A class action lawsuit charging that Apple deliberately "broke" FaceTime on older iPhones can continue, a U.S. District judge has ruled, tossing out an Apple motion to dismiss.

Judge Lucy Koh turned down the motion in a late Friday ruling, according to Reuters, specfically rejecting an Apple argument that the plaintiffs in the case had suffered no financial loss since FaceTime is a free service.

"FaceTime is a 'feature' of the iPhone and thus a component of the iPhone's cost," Koh said in a footnote of her ruling. "Indeed, Apple advertised FaceTime as 'one more thing that makes an iPhone an iPhone.'"
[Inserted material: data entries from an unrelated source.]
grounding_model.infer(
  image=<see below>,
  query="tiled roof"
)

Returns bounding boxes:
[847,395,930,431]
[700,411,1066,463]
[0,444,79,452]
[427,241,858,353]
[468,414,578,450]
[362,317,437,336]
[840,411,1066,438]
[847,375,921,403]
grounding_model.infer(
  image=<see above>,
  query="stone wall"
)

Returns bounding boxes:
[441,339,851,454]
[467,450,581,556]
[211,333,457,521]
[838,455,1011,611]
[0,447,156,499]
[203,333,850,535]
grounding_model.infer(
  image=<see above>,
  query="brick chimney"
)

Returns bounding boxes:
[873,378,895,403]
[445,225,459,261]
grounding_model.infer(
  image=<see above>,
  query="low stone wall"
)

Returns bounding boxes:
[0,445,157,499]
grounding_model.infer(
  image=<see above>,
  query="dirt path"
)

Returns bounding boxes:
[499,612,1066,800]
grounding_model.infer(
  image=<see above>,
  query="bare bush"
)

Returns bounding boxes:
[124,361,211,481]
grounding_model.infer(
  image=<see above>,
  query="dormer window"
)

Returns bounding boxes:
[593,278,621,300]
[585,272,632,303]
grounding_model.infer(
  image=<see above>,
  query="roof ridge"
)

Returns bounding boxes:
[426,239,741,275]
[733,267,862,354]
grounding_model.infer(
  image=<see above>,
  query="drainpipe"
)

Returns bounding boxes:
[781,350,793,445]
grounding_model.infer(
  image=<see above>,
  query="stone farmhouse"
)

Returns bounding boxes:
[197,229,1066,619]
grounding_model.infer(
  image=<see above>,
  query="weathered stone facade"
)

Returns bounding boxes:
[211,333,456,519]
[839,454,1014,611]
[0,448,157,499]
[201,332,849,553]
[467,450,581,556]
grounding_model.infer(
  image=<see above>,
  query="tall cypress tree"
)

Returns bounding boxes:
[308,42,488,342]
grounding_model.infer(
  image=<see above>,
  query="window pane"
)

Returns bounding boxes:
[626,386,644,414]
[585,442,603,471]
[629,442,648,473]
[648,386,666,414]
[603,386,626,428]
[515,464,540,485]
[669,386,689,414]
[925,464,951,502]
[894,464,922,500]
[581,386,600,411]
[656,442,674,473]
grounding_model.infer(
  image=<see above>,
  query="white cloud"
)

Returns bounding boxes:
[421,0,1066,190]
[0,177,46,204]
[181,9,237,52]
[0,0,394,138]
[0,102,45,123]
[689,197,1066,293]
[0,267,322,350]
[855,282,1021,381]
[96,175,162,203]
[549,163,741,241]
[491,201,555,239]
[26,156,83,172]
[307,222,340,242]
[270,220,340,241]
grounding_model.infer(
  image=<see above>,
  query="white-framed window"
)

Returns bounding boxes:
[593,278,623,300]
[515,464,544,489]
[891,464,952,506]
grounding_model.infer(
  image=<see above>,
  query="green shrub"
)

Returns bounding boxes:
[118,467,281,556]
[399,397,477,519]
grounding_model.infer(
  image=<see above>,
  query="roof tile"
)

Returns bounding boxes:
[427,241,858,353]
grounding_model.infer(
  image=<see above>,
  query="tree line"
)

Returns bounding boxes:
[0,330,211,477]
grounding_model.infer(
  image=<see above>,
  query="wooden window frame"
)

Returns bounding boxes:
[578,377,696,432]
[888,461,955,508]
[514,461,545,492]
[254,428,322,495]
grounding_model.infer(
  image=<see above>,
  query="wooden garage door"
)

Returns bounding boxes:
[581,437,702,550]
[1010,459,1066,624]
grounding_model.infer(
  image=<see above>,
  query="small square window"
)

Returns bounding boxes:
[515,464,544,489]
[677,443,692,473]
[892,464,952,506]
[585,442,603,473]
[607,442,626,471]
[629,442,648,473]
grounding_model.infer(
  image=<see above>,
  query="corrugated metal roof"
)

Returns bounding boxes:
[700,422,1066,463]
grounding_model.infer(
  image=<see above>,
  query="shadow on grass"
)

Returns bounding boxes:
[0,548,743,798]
After losing a lawsuit to VirnetX — which claimed FaceTime was violating patents — the company began routing calls through Akamai servers, spending $50 million in one six-month period alone. The plaintiffs in the current case charge that Apple disabled FaceTime on devices running iOS 6 or earlier in April 2014, doing so simply because it was able to create a cheaper alternative to Akamai in iOS 7.

At the time, Apple blamed a "bug" linked to an expired certificate, but subsequently revised its support pages to drop references to it. In emails from the VirnetX suit, Apple engineers said they were aware the company "did something in April around iOS 6 to reduce relay utilization," making direct references to Akamai and users having to upgrade to iOS 7 to get FaceTime back.

Most iPhones and iPads were already on iOS 7 by the time FaceTime stopped working with iOS 6, but 11 percent were still on the old OS — likely because of performance concerns and missing features on older devices.